Bardaouil: It’s part of three sections and we structured the finale to start off with an exploration of Rigidity and Resistance through the fictionalized historic character, Louise Brunet, a local Lyon silk weaver from the 19th century who was sent to prison because she fought against the rich merchants who were monopolizing the silk economy, along with other silk weavers. We built imagined characters of many other Louise Brunets, who could have existed in different times in different places, as different sexes, races, and beings who have experienced fragility and resistance in in different ways.
The real Louise Brunet ended up in Beirut where she was sent to work in the silk factories there owned by the rich Lyon merchants of silk, highlighting how the connections between Lyon and Beirut become a focal point because of the silk industry. The entanglements between the two cities led to the foundation of the French Mandate, which sets the background to that period of Beirut’s Golden Age in the ’60s, exploring the post-mandate period from independence to the civil war erupting in 1975. It’s a story of fragility and resistance through the experience of a city, becoming a focused exploration in Lyon Biennale through numerous artworks and archival documents.

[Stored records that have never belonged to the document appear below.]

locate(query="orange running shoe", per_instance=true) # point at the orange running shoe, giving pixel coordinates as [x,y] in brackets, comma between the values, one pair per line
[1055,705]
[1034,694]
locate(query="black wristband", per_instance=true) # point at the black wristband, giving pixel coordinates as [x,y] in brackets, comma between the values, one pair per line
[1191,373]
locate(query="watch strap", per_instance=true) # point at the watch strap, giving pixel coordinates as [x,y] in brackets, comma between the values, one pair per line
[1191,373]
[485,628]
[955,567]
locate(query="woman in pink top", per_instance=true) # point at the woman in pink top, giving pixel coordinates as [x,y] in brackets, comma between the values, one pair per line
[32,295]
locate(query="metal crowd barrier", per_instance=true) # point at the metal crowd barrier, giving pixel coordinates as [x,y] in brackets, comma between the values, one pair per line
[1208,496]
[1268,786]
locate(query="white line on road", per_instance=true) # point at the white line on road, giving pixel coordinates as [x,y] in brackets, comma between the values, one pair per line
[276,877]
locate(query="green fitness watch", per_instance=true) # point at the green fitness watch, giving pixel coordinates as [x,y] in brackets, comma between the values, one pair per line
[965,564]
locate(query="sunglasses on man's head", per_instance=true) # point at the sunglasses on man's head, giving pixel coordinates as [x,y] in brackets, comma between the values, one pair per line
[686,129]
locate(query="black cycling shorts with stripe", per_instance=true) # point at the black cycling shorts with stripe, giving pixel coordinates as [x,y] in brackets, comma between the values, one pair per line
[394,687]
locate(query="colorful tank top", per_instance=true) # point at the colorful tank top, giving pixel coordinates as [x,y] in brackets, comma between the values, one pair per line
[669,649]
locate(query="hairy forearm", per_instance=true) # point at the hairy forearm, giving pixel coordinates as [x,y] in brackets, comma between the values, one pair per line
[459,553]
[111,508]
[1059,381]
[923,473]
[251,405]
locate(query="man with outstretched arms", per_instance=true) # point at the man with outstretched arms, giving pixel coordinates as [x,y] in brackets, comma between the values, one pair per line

This past year has been a busy one for both of you. In addition to Lyon Biennale, you curated the French Pavilion at the Venice Biennale, along with Yasmina Reggad, showcasing work by Zineb Sedira, the first artist of Algerian descent to represent the country. You were also appointed directors of the Hamburger Bahnhof, a major art museum in Berlin. As co-curators at the helm of international institutions and platforms in Europe, what kind of impact do you hope to have on art and the art world?
Bardaouil: The more we work on making exhibitions, the more we work with institutions, the less and less we are in doing things for other curators and arts people. I think if we don’t really connect with our communities and we don’t become truly, truly accessible places in terms of the language that we use, what goes up on the wall, the choice of artists, and the people that we hire, we’re going to continue to become more and more irrelevant. The only way that we can maintain our raison d’etre is if we truly take our public and our communities to heart and place them as the main focus of everything that we do.
Our artists are a part of that community, curators and other institutions are also a part of that community, but they are not the entire community. The community is much more diverse than that, and I think this is what we see ourselves building on and what we’ve always tried to do. We want to continue to create paces and exhibitions and opportunities for a truly engaging encounter with everyone in the community, not just with the people who speak the language. That’s something that’s very important.